1.0.1 State-of-the-art and limitations.

The current fact-checking apps require the users to enter the suspicious messages in those apps to fact-check or ask the users to read the current fact-checking articles to find out if their answers lie within the articles. Such apps are not very useful, since suspicious messages typically come via social media platforms or instant messengers and the cost of switching apps or read verified messages to find out the truth is quite high. The other kind of solutions that involve forwarding service (e.g., to WhatsApp business accounts) for fact-checking are typically manually verified and responded by a team of journalists. The chatbot approach for fact-checking is very limited as we discuss in Section 2. However, those approaches also do not (a) consider a complete truth-seeking design that provides holistic information on a topic, rather take care of certain frequently asked questions on a topic (e.g., , and (b) handle low-resource languages.

Note that we consider the term truth-seek to be more general than fact-check. While fact-checking tries to classify a piece of news to be true or not, truth-seeking provides a complete information against a query. For instance, the query can be a general question about a topic or a news article about which a user is only partially aware or an areabased infection statistics of a disease. The scope of truth-seeking, therefore, subsumes fact-checking as we discuss in the following section.

We introduce TruthBot, a truth-seeking chatbot that (a) provides answers to topic-specific frequently asked questions (FAQ), (b) returns articles after searching on the web, (c) responses to custom queries (e.g., area-wise infection statistics for , in addition to (d) fact-checking news articles. TruthBot uses a deep neural network to identify the intent of the user's query. However, if the confidence of the identification is not significant, it consults with the user through a conversation to make sure that the right intent is conveyed to the chatbot. If the query topic falls in any of the four classes discussed above, it triggers the corresponding module and retrieves the answer. The modules have dependencies, e.g., if the FAQ module cannot respond to the query, it automatically searches for the query in the fact-check or Google search modules. The details are in Section 3.

We evaluate TruthBot in three aspects:

We measure the response accuracy by finding the relevance of the content of the response with the content of the original query. We conduct a survey on the satisfaction of the chatbot regarding the topic it handles (COVID-19 in our example).

We also conduct another survey with a different population on the user interface about the usefulness, ease of use, credibility, precision, and value of the chatbot.
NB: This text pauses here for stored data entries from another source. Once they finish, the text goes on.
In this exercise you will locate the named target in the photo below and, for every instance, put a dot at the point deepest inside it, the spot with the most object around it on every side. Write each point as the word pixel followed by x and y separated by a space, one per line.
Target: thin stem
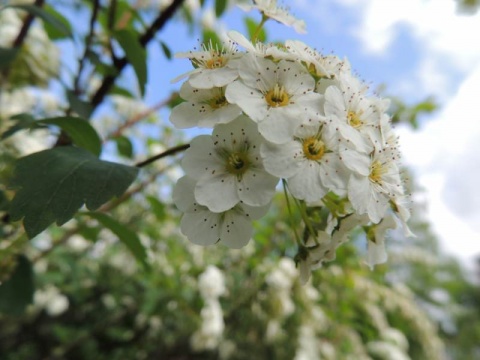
pixel 292 224
pixel 259 28
pixel 88 43
pixel 168 152
pixel 156 26
pixel 135 119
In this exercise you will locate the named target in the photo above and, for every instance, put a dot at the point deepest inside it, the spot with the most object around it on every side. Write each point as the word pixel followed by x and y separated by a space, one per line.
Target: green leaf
pixel 7 56
pixel 53 32
pixel 17 292
pixel 124 146
pixel 82 133
pixel 53 184
pixel 220 7
pixel 252 27
pixel 82 108
pixel 23 121
pixel 166 50
pixel 157 207
pixel 50 18
pixel 125 235
pixel 135 54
Table 1 shows a typical example of the responses returned by the international fact-checking network (IFCN) chatbot on WhatsApp 3 vis-a-vis TruthBot, where the latter is much more precise against the query.

The contributions of this paper can be summarized as follows:

Unlike other fact-checking chatbots, TruthBot is a truth-seeking bot, which performs four tasks (Section 3.3 to Section 3.6) via a conversational AI engine (Section 3.2) which identifies the intent of a query and guides the user through a piece of curated information or gets the intent clarified from the user.
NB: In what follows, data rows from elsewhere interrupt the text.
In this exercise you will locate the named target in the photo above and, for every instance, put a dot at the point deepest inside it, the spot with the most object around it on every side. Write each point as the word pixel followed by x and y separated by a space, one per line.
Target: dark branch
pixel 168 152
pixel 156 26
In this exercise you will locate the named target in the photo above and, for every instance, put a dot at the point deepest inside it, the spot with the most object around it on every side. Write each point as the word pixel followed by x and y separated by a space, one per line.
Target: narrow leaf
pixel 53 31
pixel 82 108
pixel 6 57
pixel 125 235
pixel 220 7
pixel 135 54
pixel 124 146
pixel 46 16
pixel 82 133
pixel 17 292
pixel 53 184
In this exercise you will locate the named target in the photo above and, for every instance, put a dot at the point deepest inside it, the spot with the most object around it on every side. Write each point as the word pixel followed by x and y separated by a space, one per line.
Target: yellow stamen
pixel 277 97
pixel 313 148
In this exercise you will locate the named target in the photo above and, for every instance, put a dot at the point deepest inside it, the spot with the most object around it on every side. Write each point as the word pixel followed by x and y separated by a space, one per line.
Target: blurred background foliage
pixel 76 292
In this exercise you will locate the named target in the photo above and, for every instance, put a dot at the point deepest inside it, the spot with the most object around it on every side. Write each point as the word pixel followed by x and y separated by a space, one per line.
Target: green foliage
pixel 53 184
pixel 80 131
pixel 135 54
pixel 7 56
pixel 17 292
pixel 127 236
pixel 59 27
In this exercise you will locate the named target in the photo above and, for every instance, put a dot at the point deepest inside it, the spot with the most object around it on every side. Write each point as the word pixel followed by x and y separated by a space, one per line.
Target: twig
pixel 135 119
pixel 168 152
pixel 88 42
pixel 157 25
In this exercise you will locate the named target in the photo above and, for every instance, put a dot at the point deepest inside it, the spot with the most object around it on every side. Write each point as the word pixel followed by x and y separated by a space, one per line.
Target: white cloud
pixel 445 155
The chatbot identifies the query language and responds in that language (Section 3.7). This is supported for the 108 languages that Google translate is capable of handling (we use the Google translate service for this task), which is a major advantage of using TruthBot, particularly for low-resource languages.

Experiments (Section 4) show that the response accuracy for all types of queries is much better than that of the IFCN chatbot, which also does a query-based factchecking and is the closest in its design to our chatbot.

TruthBot has been operational since June 2020 and, it is currently accepting queries related to COVID-19.

We provide all data, code, and survey results separately.

We discuss the related studies briefly in two aspects -fake news detection and task-specific chatbots.

Detecting malicious content on social media such as fake news, misinformation, disinformation, rumors, cyberbullying has been one of the primary research agenda in natural language processing and social computing. Due to the abundance of literature, we would like the readers to point to two recent survey articles by Zhou and Zafarani (2018) and Bondielli and Marcelloni (2019) . Existing approaches can be broadly divided into four categories -(i) knowledge-based, which verifies whether the given news is consistent with a knowledge base (true knowledge) Pan et al. (2018); (ii) style-based, which employs various stylometry analysis modules to check the similarity of the writing style of a given news with existing fake news ; (iii) propagation-based, which explores the propagation of a given news on social media to check how it correlates with the usual fake information diffusion Bian et al. (2020) ; and (iv) source-based, which examines the trustworthiness of the source (the account) from which the news has started propagating .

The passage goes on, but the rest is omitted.